Induction of Labor


 

Most women go into labor spontaneously near their due date and will not require induction of labor. However, there are conditions and complications of pregnancy that may require the baby to be delivered before the spontaneous onset of contractions. Some of the common conditions include, but are not limited to, prolonged pregnancy (> 42 weeks gestation), gestational diabetes, gestational hypertension, preeclampsia, low amniotic fluid levels or leaking fluid, and advanced maternal age in women age 40 and above. Some patients may elect to be induced without medical indication from 39 weeks onward. It is generally not advisable to induce labor prior to 39 weeks unless medically necessary due to a complication of pregnancy. The risks of continuing a pregnancy to mother and/or baby must always be weighed against the risks of delivering a baby prior to the spontaneous onset of labor.

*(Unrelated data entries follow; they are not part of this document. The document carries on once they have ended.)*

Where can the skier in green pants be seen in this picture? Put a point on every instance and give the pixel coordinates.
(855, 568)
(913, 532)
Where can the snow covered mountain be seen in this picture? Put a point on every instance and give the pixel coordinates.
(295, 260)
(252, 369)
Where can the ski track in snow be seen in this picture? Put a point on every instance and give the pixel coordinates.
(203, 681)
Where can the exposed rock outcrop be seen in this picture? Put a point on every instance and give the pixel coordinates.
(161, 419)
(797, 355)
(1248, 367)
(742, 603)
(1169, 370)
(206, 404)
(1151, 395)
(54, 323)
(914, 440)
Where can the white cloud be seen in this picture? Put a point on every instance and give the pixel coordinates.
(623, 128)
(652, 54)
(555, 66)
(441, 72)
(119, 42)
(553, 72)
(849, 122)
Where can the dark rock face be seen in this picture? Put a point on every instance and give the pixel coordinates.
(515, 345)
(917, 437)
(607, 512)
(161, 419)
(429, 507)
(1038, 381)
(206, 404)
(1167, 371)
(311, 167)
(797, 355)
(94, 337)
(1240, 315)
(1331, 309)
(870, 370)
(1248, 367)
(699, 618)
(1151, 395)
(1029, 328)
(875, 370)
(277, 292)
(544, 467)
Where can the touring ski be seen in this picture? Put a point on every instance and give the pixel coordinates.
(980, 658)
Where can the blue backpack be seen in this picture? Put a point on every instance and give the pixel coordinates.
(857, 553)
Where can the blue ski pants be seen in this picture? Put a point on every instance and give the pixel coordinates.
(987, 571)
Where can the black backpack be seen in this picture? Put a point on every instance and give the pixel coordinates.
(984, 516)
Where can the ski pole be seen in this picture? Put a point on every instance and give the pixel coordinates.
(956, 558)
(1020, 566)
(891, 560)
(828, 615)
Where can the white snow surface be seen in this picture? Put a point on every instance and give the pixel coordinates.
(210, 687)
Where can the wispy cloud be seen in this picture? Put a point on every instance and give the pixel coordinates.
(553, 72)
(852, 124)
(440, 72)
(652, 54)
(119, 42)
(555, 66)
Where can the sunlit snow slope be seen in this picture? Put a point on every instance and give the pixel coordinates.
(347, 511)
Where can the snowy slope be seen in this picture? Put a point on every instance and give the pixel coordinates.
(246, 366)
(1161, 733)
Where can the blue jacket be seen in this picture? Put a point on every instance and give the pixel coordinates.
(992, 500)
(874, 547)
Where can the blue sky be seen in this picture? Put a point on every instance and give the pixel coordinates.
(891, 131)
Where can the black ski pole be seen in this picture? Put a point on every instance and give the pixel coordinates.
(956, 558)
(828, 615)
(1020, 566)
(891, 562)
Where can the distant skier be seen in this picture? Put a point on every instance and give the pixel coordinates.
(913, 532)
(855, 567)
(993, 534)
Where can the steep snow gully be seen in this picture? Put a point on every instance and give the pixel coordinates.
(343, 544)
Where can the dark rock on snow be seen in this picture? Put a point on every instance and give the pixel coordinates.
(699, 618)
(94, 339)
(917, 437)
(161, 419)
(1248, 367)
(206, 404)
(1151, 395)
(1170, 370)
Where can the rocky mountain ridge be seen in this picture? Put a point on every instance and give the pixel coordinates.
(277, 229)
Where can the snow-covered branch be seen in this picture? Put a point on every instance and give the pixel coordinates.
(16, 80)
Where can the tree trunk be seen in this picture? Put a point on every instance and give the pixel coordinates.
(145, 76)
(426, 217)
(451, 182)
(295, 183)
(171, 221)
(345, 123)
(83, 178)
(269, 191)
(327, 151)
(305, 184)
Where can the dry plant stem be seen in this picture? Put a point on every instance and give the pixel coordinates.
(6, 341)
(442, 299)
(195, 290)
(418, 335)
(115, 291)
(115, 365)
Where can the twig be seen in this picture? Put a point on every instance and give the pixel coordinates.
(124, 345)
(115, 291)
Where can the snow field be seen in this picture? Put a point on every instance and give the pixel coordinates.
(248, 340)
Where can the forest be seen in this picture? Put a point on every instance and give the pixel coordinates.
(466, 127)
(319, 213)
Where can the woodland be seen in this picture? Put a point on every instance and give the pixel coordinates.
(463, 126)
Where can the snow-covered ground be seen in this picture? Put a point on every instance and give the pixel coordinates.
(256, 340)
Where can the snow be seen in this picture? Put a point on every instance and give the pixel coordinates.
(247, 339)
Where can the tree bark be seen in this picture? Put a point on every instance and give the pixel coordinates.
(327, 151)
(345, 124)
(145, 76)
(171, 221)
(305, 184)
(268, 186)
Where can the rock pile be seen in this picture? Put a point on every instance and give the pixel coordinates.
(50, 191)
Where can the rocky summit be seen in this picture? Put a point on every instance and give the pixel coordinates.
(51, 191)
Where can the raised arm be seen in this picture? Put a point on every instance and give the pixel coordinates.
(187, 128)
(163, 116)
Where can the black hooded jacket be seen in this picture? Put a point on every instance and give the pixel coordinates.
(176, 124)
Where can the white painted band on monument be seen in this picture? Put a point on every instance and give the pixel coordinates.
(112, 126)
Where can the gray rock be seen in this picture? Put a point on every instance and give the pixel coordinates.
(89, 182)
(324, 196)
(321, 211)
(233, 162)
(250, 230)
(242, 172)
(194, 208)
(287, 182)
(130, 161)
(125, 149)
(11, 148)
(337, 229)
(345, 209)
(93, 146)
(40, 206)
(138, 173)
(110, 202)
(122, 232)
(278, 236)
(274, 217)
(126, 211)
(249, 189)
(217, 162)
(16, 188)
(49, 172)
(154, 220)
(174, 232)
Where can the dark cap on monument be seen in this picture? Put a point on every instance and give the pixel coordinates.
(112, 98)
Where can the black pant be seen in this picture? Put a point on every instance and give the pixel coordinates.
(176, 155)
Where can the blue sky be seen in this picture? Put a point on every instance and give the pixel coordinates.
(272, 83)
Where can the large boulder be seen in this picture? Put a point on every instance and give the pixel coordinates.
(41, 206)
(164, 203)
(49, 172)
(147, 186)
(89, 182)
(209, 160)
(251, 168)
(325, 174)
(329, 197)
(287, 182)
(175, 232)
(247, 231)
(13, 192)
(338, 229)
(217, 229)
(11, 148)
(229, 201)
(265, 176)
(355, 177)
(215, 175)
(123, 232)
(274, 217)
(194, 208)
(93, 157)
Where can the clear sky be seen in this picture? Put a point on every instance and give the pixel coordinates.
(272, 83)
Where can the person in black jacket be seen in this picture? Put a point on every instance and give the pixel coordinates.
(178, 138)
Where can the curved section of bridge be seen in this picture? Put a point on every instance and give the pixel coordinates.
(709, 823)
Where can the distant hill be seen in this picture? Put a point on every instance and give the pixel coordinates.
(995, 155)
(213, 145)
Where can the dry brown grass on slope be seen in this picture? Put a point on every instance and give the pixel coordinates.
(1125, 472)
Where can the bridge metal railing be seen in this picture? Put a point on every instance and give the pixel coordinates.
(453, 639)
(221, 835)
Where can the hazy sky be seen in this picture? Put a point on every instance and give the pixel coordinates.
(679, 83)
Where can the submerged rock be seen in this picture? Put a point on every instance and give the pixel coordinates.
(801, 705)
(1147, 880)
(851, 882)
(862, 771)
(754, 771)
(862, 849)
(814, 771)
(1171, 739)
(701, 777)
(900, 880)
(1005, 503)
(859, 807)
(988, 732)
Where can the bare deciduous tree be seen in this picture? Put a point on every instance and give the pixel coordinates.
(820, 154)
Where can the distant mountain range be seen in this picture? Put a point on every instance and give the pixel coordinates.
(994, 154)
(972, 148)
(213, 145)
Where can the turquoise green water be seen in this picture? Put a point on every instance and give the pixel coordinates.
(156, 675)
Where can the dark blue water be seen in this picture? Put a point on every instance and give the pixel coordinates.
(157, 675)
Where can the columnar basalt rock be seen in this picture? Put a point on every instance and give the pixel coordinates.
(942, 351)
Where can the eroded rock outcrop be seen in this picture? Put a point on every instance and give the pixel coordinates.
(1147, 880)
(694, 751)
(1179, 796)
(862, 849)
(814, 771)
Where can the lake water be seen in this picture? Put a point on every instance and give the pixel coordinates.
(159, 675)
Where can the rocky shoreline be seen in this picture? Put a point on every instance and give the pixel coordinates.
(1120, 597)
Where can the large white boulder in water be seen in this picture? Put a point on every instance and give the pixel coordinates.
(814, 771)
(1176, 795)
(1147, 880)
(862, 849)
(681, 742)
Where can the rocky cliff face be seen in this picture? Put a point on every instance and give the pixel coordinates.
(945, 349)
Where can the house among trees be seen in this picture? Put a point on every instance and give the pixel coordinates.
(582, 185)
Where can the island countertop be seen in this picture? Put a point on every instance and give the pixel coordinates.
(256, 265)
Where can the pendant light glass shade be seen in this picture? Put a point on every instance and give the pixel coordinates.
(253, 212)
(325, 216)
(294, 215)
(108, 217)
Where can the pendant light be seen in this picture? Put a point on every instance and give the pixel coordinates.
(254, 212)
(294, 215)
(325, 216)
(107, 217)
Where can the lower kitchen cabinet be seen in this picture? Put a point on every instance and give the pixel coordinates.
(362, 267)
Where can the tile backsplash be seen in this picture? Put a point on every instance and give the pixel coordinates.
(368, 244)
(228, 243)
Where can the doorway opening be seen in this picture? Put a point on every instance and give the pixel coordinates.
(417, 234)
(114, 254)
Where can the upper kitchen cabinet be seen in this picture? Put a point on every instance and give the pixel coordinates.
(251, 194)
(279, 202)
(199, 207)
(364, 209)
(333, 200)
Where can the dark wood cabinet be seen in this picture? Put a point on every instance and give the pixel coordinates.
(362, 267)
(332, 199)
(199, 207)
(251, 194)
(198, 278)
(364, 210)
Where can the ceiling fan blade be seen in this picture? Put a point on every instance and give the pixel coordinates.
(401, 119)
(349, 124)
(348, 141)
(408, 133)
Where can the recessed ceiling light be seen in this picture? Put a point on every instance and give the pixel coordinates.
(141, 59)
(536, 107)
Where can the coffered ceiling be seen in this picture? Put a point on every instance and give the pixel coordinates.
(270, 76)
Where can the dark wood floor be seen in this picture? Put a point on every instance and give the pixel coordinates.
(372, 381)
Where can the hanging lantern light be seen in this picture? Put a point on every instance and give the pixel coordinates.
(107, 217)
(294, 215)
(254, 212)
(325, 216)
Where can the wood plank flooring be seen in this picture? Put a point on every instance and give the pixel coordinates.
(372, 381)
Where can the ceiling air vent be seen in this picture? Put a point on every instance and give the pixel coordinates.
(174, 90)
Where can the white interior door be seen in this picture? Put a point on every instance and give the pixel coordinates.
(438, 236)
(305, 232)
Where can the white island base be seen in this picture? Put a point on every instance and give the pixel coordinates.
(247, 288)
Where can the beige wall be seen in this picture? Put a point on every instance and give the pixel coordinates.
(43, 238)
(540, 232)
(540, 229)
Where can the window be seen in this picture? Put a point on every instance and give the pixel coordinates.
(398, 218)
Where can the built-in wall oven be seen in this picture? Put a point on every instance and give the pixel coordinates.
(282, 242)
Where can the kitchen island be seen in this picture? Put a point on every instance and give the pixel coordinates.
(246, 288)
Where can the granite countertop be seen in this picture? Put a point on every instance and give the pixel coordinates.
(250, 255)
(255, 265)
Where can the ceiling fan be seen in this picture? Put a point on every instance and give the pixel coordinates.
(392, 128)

If your physician feels you need to be induced, a cervical exam will be performed to determine the method of induction. Medical treatments that can be used to induce labor when indicated include the following:

Membrane Stripping – typically done in the office as an intensive cervical exam that involves the practitioner sweeping their gloved finger between the membranes of the amniotic sac in the uterus, separating the sac and stimulating prostaglandins to induce labor

Cervical Ripening Agents – hormone-mimicking medications known as prostagladins which soften cervix and prepare it for labor

Mechanical Dilators – balloons that are inserted into the cervix and help the cervix open via stretching

Amniotomy – artificially breaking the “bag of water” to allow leakage of fluid and start contractions

Pitocin Infusion – IV Administration of synthetic oxytocin, the hormone secreted in labor to start regular contractions

Your provider will discuss induction of labor with you. Benefits, risks, and detailed instructions will be reviewed at that time.